A Couraça e o Baluarte da Couraça de Arzila
David Lopes é um autor admirável. Foi um ilustre historiador e professor de Língua e Literatura Francesa e Língua e Literatura Árabe, licenciado em Lisboa com o Curso Superior de Letras, e estudou em Paris, na École Nationale des Langues Orientales Vivantes e na École Pratique des Hautes Études. Deixou uma importantíssima bibliografia, da qual salientamos, de entre muitas outras obras, a edição dos Anais de Arzila: crónica inédita do século XVI de Bernardo Rodrigues e os Textos em Aljamía Portuguesa. O prefácio da obra de David Lopes, História de Arzila durante o Domínio Português (1471-1550 e 1577-1589), começa da seguinte forma: “Os filhos de D. João I é um livro admirável” (LOPES, 1925, p. VII).

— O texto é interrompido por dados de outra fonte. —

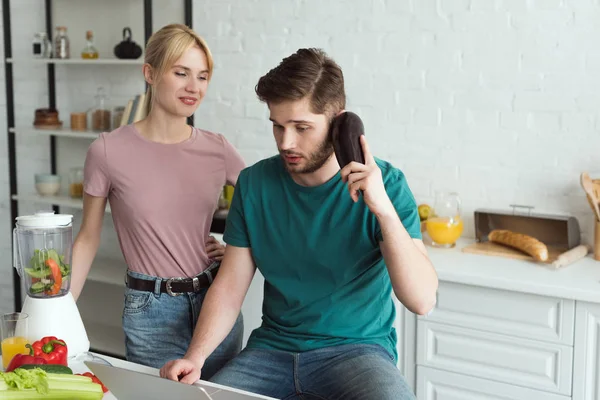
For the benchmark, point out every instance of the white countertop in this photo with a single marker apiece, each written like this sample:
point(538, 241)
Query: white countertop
point(578, 281)
point(211, 388)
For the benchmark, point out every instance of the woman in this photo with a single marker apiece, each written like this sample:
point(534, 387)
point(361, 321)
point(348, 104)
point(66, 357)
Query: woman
point(162, 178)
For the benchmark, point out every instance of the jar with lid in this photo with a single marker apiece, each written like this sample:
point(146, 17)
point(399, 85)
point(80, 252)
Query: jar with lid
point(41, 45)
point(61, 47)
point(100, 114)
point(76, 183)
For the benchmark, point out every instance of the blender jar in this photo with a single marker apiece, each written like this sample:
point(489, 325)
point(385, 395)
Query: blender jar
point(42, 253)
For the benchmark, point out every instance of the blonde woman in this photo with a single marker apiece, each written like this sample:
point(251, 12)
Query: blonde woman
point(162, 179)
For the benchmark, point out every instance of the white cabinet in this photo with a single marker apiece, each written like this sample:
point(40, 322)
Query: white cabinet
point(485, 343)
point(406, 327)
point(586, 369)
point(433, 384)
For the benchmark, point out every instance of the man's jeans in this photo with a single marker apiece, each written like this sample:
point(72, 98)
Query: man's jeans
point(159, 328)
point(346, 372)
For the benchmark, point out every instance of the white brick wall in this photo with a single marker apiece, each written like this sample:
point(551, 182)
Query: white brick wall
point(497, 99)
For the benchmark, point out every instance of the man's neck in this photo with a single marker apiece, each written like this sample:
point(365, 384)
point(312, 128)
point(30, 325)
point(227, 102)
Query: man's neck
point(320, 176)
point(162, 127)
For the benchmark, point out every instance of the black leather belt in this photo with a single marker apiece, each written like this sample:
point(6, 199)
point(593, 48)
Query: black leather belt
point(175, 286)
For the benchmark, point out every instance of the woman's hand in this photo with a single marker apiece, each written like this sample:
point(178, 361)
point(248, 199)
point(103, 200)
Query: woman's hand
point(214, 249)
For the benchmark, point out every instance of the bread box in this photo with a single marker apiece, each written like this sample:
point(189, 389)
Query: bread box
point(559, 233)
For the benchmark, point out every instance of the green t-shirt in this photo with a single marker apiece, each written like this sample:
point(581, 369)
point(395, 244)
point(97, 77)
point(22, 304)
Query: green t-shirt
point(326, 282)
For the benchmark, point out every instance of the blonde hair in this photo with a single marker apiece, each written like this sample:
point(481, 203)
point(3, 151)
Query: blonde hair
point(165, 47)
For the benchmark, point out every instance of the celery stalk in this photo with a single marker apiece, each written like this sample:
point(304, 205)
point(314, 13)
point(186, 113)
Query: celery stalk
point(31, 394)
point(59, 387)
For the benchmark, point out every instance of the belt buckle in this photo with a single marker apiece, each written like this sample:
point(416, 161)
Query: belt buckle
point(168, 286)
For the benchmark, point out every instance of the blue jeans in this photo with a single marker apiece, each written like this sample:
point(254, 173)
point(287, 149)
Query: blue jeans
point(159, 328)
point(345, 372)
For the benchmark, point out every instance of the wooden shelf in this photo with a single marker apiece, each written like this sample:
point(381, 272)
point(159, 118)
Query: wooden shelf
point(63, 201)
point(64, 132)
point(76, 61)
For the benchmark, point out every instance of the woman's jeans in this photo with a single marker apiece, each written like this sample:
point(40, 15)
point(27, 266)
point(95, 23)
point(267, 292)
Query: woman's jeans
point(159, 328)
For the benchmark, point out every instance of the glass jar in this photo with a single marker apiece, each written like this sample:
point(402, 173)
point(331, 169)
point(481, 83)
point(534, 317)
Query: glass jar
point(89, 51)
point(100, 113)
point(76, 183)
point(445, 225)
point(117, 116)
point(62, 45)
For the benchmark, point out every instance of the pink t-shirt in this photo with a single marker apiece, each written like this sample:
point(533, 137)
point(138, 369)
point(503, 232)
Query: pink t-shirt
point(162, 196)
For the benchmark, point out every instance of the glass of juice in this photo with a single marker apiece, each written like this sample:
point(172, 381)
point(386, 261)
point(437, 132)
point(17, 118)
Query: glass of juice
point(14, 334)
point(445, 226)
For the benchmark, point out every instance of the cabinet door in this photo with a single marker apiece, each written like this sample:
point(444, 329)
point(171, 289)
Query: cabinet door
point(433, 384)
point(406, 327)
point(586, 371)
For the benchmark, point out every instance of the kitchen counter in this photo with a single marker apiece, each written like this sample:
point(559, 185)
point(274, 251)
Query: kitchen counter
point(578, 281)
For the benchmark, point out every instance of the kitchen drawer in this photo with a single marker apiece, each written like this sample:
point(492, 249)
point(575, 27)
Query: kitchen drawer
point(433, 384)
point(522, 362)
point(499, 311)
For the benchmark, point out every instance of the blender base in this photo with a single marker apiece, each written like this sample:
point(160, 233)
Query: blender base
point(58, 317)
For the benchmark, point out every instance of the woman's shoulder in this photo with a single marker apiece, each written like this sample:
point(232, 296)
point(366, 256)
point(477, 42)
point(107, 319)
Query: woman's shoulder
point(214, 137)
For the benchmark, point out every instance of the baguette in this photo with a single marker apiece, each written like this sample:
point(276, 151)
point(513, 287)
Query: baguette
point(519, 241)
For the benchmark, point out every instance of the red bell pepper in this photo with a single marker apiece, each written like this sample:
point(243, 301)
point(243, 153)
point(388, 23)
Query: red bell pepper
point(56, 276)
point(51, 349)
point(22, 359)
point(95, 380)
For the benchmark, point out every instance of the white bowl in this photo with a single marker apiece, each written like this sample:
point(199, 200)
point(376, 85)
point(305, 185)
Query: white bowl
point(47, 188)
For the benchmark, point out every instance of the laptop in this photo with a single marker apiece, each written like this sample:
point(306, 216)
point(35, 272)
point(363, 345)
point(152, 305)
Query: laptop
point(126, 384)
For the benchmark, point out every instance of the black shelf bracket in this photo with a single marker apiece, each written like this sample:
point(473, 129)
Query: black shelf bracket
point(12, 156)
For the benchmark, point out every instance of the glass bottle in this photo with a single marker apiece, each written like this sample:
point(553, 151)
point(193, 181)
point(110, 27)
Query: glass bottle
point(100, 112)
point(61, 46)
point(89, 51)
point(38, 45)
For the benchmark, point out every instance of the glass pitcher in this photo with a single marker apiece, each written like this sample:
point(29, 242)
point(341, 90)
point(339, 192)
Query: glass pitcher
point(43, 243)
point(445, 226)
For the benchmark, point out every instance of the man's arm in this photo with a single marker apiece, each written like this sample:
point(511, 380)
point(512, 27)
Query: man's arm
point(220, 309)
point(413, 277)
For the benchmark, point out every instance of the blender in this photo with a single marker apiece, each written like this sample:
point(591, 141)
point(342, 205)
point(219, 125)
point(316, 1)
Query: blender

Nesse prefácio, David Lopes faz o elogio do autor desse livro, Joaquim Pedro de Oliveira Martins, incontornável historiador, cientista social e político português da segunda metade do século XIX, e tece considerações sobre a ideia de que a História tem uma grande carga de subjectividade e de poesia por parte de quem a escreve, ou a revive, correndo o risco de, poeticamente, se afastar da própria História. “Todas as ideias preconcebidas que são o nosso ser espiritual vão alterar a pureza da nossa visão actual. São outras tantas causas de erros e de falsos juízos. Não importa. As cousas inertes do passado só revivem coadas pela nossa sensibilidade. Por força, alguma cousa da alma do historiador passará para a alma das cousas e dos homens objecto do seu estudo” (LOPES, 1925, p. IX).

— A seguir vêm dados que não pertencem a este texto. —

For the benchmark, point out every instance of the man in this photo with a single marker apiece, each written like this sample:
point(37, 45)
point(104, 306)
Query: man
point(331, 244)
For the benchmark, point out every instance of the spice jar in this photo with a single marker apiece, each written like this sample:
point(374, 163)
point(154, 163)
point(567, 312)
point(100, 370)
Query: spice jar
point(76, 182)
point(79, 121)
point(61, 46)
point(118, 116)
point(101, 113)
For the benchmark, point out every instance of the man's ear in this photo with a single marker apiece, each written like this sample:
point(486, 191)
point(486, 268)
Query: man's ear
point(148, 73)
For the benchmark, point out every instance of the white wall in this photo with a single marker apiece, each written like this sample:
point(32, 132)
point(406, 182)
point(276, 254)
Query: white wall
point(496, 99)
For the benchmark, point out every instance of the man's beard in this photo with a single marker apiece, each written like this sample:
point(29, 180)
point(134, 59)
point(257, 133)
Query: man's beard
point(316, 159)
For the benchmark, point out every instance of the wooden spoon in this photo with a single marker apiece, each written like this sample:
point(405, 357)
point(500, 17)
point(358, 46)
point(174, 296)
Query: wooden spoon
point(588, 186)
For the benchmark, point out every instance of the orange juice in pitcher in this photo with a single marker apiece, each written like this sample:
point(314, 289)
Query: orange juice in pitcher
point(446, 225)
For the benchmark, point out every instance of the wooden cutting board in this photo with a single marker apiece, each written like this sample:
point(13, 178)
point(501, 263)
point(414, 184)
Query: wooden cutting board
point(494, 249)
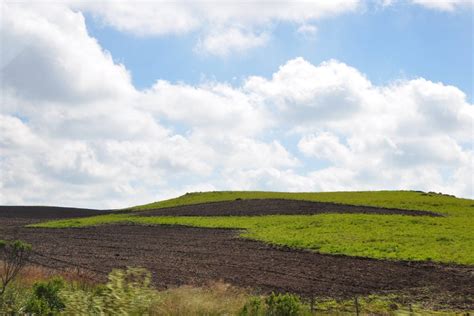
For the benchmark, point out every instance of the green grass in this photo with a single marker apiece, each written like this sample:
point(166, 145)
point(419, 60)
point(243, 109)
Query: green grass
point(448, 239)
point(412, 200)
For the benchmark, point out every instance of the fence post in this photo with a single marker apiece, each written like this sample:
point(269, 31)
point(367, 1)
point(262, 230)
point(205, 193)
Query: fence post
point(357, 305)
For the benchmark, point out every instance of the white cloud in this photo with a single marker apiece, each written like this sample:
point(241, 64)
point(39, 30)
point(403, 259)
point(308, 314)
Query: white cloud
point(74, 130)
point(230, 41)
point(223, 28)
point(443, 5)
point(307, 30)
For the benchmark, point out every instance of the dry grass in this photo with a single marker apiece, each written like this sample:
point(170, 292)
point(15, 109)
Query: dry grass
point(217, 298)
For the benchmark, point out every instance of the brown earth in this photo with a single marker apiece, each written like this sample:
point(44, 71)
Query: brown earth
point(274, 207)
point(183, 255)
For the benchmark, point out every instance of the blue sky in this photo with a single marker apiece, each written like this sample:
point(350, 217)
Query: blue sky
point(115, 103)
point(386, 44)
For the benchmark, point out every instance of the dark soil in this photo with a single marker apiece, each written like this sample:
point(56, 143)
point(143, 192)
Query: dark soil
point(274, 207)
point(182, 255)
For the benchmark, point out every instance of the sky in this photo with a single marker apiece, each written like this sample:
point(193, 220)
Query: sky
point(114, 103)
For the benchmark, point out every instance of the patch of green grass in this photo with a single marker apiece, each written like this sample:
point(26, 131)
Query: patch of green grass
point(448, 239)
point(412, 200)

O meu elogio a David Lopes não é apenas uma identificação com o seu pensamento e admiração pela sua obra, como, inevitavelmente, uma partilha da sua própria identificação e admiração por Oliveira Martins, cuja dimensão histórico-poética está patente nesta passagem do seu livro Os filhos de D. João I, ao referir-se aos habitantes de Ceuta expulsos da sua cidade aquando da conquista portuguesa de 1415: “A mourama fugira chorando, sumira-se na espessura dos arvoredos dos arrabaldes da sua cidade perdida. E durante essa noite, em volta de Ceuta, ouvia-se um coro de povo escondido, em ais e doridas perguntas pelas mães e pelos filhos. Dir-se-ia que as moitas dos jardins e o arvoredo das hortas falavam, que gemiam na tristeza da noite, e que eram lágrimas as folhas pendentes balouçadas pelo vento mansamente” (MARTINS, [1891] 1983, p. 51).

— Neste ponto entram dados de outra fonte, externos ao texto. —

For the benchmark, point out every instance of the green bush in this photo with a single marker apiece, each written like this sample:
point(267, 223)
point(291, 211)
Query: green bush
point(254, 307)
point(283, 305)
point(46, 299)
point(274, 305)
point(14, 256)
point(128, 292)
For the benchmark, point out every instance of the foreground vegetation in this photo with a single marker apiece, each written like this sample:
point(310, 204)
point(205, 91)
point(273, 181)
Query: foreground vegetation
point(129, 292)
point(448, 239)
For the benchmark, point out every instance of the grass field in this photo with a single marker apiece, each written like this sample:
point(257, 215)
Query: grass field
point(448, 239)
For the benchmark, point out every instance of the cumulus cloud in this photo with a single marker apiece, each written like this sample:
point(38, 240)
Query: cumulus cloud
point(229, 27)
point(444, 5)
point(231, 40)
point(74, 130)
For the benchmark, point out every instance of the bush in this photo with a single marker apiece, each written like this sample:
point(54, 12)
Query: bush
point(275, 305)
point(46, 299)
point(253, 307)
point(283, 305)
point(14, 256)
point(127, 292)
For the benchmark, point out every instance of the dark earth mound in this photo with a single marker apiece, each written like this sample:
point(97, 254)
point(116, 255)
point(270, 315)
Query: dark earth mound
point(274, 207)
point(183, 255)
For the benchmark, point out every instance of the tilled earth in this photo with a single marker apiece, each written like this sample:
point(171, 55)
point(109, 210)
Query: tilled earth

Os escritos de David Lopes sobre os Portugueses em Marrocos apresentam uma História cheia de rigor, mas também de humanidade e poesia. Nesses textos, plenos de informação dos cronistas, encontramos também dúvidas e questões que colocam em causa a justeza de decisões do passado, apontando erros cometidos e as consequências que deles advieram. E se é evidente que Marrocos desperta nele todo o fascínio que despertou em tantos outros Portugueses que sobre esse país se debruçaram, na sua obra está subjacente a grande questão que particularmente se coloca também ao autor deste livro: a aventura portuguesa em Marrocos, no que se refere ao investimento realizado e à ideia de aí criar um Reino Português, foi uma ilusão, uma empresa condenada à partida, uma estratégia mal concebida, mesmo ingénua, facto que a própria História demonstraria.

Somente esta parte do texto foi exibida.